I had never been interviewed before, for any reason. But I wasn’t particularly nervous. If I could handle four years of Elliot Allagash, I reasoned, I could handle thirty minutes of anything.
• • •
It was the first time I had ever ridden in Elliot’s limo without Elliot. I was proud that I had stood my ground and convinced him to keep his distance. But it felt awkward to ride alone with James. The truth was, in four years we had never actually had a real conversation. Halfway to Times Square, I decided to reach out. After all, it could be my last chance.
“Must be a pretty fun job,” I said, “traveling around with the Allagashes.”
James didn’t respond, but he looked at me in the rearview mirror. His eyes were craterous, black, dead. I decided not to ask him any more questions.
When we got to the studio he stated my name to a woman with a clipboard. I tried to thank him for driving me, but by the time I turned around he was gone.

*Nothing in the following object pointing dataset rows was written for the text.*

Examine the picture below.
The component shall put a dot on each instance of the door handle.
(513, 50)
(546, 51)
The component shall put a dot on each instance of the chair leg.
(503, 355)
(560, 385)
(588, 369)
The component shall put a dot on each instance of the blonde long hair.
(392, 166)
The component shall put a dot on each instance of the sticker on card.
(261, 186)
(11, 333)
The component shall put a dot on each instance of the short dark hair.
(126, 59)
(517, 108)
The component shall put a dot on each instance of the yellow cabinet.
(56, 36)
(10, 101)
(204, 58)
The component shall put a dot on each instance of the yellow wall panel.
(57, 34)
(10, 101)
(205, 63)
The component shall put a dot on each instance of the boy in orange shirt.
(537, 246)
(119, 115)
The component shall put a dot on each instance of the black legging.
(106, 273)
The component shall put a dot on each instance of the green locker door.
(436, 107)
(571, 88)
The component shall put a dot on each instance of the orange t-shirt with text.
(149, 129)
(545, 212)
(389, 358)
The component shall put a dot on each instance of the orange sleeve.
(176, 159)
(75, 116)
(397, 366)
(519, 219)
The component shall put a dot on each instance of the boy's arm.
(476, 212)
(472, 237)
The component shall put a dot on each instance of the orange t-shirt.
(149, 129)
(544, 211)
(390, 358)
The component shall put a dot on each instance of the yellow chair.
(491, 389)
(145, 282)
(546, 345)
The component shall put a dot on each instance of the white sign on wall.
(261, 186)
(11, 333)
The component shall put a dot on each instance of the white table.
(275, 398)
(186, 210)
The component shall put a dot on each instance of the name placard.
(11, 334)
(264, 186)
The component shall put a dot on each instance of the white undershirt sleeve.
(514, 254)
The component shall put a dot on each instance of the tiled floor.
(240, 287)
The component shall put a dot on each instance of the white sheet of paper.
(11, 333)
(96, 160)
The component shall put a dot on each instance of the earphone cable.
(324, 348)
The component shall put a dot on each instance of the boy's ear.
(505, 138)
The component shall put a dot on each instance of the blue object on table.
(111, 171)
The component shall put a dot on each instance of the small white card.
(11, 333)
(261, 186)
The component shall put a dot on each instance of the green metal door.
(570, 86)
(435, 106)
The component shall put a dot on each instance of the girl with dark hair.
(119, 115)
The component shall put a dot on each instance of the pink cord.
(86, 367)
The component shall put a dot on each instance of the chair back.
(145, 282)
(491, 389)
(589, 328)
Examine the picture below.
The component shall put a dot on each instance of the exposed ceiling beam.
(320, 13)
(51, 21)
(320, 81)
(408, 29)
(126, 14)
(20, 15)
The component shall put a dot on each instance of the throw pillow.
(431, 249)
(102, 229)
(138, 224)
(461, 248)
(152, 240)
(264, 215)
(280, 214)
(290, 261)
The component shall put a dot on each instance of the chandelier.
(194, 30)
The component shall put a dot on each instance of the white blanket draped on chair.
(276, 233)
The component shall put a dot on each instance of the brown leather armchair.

The lady led me into a small, green room and sat me down in front of a mirror, framed with light bulbs. There was a gigantic fruit basket on the table, with a card stapled to it that read SEYMOUR HERSON. I hadn’t had lunch yet, and I was about to unwrap the cellophane when another woman came in to put makeup on my face.
“Don’t eat anything,” she said, when she was finished dabbing me with powder. “You’ll mess it up.”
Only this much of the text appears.